01:42 pm
Upstairs Downstairs
Another brief take on a recent story: last week, Carolyn O’Hara at Madame Secretary reported that a shuffle of offices on the seventh floor has caused some grumbling in the foreign service:
Bill Burns, State’s widely admired No. 3, has been bumped from his offices to make way for Jacob Lew, one of Hillary’s two new deputies, sources say. Lew, who was director of the OMB in the Clinton White House, has been tasked with getting State more cash.
Proximity to the Secretary is everything on the 7th floor of the State Department building, and we hear that the much-respected Burns, the under secretary for political affairs (or “P”), and his staff have been bumped from the relatively central office suite normally reserved for P and unceremoniously reassigned to the less-desirable “G” suites down the hall.
The folks in the G offices (normally for the under secretary for global affairs) are apparently being bumped even farther down the hall to the “R” offices, normally occupied by the under secretary for public diplomacy. Where the R folks are going is anyone’s guess, but it’s presumably the far-from-coveted 6th floor — hardly a good message to send about the importance of public diplomacy under a new administration.

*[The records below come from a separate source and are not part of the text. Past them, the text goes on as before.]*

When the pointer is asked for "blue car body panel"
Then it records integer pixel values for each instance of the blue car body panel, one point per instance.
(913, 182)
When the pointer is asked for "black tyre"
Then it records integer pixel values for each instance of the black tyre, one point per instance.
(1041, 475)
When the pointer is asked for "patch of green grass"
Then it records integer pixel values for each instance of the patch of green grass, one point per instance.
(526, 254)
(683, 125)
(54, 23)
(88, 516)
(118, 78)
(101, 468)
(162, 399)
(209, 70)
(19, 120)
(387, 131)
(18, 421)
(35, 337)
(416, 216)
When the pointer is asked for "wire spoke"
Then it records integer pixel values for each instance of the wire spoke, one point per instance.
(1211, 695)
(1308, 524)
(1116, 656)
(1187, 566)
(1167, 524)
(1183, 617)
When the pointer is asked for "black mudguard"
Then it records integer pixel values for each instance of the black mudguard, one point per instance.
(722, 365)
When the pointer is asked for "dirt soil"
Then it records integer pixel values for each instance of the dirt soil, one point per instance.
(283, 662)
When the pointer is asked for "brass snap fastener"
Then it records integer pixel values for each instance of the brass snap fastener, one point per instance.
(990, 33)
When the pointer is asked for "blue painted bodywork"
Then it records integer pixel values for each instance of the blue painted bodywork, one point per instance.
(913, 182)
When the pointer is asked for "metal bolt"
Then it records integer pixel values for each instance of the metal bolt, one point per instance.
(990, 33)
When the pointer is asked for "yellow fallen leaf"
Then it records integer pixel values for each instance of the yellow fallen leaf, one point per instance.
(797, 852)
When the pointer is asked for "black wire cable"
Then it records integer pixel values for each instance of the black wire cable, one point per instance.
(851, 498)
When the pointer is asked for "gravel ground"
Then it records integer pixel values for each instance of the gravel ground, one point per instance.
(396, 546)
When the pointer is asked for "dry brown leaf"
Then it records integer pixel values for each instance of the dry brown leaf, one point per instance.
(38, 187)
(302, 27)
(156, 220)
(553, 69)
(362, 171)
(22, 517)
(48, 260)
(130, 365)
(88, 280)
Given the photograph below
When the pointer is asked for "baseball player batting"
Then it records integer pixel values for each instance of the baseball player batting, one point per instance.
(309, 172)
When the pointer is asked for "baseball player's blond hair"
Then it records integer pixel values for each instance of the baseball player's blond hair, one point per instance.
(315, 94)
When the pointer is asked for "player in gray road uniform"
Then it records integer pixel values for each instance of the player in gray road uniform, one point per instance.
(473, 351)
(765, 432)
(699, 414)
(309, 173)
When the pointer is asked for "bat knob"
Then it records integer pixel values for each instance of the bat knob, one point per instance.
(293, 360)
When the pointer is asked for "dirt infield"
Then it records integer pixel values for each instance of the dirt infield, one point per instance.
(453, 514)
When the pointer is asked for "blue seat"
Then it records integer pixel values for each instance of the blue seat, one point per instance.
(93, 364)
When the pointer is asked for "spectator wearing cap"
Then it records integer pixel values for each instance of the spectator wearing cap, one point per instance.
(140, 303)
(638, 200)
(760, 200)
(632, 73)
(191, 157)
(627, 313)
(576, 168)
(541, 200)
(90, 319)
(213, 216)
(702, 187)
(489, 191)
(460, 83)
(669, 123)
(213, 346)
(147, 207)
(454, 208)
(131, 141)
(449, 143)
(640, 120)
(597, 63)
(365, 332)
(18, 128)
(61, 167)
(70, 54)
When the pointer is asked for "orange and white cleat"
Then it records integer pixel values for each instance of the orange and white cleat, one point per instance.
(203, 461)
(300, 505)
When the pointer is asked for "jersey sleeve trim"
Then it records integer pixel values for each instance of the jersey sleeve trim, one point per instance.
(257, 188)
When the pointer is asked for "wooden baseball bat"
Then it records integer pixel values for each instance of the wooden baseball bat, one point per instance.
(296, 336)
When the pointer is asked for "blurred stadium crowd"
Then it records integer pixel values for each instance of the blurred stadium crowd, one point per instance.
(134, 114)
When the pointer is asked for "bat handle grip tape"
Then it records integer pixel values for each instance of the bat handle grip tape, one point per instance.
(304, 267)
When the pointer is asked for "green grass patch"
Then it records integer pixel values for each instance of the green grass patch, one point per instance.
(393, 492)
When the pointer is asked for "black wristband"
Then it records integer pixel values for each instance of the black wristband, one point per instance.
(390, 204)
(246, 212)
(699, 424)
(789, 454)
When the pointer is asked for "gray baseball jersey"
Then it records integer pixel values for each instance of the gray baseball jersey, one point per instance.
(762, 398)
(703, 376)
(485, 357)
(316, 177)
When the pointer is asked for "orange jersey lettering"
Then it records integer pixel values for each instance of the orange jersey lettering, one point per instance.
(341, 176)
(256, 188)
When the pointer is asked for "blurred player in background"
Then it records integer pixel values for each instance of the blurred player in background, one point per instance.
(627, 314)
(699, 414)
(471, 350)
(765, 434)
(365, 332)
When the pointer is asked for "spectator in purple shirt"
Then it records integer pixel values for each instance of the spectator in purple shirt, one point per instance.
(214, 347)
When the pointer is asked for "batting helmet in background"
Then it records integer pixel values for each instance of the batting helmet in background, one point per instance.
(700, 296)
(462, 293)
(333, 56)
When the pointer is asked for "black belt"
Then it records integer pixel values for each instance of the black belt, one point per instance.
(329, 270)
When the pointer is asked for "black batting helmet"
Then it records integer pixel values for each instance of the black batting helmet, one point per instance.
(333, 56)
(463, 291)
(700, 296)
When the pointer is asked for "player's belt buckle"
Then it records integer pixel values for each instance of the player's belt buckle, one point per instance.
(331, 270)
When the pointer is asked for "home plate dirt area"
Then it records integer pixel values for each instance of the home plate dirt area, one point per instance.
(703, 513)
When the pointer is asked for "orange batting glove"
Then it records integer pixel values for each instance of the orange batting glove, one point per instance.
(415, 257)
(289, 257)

We hear rank-and-file foreign service officers (FSOs) are none too happy with the move, which is considered a slight to Burns, a career diplomat who is the highest-ranking FSO in the country.
First of all, the foreign service — or at least those FSOs whining to O’Hara — need to get over themselves. Yes, proximity is power, and yes it’s nice to be close. But it’s far more important to have the ability to influence power than it is to have the office next to it. There are plenty of Undersecretaries over the years who have had seventh floor suites and first floor access. Burns will be no more or less influential because he’s moved down the hall.
I’ve heard a few things along these lines (and my sources largely confirm O’Hara’s report), some contradictory. One is that R will move into the space now occupied by the Bureau of Democracy, Human Rights, and Labor, (DRL) one of two Bureaus still on the 7th Floor (the other is the Bureau of Oceans, Science and Environment, or OES). DRL will then move out of the building to space in the Red Cross building two blocks away. I presume that OES will face a similar fate, but I’ve not heard that for sure.
Another rumor is that all Assistant Secretaries will have offices on the seventh floor. That doesn’t make sense, in part because there are too many A/S positions to fit them all there and in part because separating bureau leaders from their troops seems like a bad idea.
If it turns out that the seventh floor becomes Undersecretaryland, I’m not that concerned. What worries me a lot more is the decision to move DRL out of the building. For far too long, DRL has been regarded as the “NGO inside the building,” particularly by the regional bureaus. To exile DRL to a building whose owner is an NGO would send a signal to the rest of the Department that it no longer matters. And given the dramatic decline of DRL during the Bush Administration (who wants to hear about human rights in an administration dedicated to violating them?), this could mean complete obscurity.
Now it’s very possible that all of these moves are a product not of politics but of the incredibly slow renovation of the Department that has been underway for almost a decade. One of the reasons DRL has to move is that its corner of the building is slated to be renovated next. If this is a temporary relocation, then I don’t think that it’s a concern. But if the renovation is used as a pretext for exile, then there are serious problems. (And for the record, a similar argument could be made about OES, given the priority the Administration has given to addressing climate change.)
What I hear is that David Kramer, who was the last Bush-era Assistant Secretary for DRL, was under tremendous pressure to relocate — pressure coming not just from the building, but also from those parts of his own bureau already outside the building (mainly that part of DRL responsible for producing the annual Country Reports on Human Rights Practices). Kramer’s decision to cave agree to the move was one of the last decisions of his tenure, and has seriously damaged morale in the bureau.
When I was at State, one of my responsibilities was to manage what is known as press guidance — the talking points produced each day for the spokesman. I learned early on that press guidance was policy — that if you got the spokesman to say something, then it was the official policy of the U.S. government. We thus became far more aggressive in our efforts to play a role in press guidance, and were able to change a number of statements that otherwise would not have taken human rights issues into consideration.
I raise that now because office space also is policy. Those working at State call themselves “the building,” demonstrating just how seriously location is taken — and the degree to which those laboring at one of a dozen annexes are regarded as second-class citizens. The reality is that not everybody can be on the seventh floor, or even in the main building, but Hillary needs to be careful that her (or more likely her advisors’) decisions about who sits where does not end up having a very real impact on policy.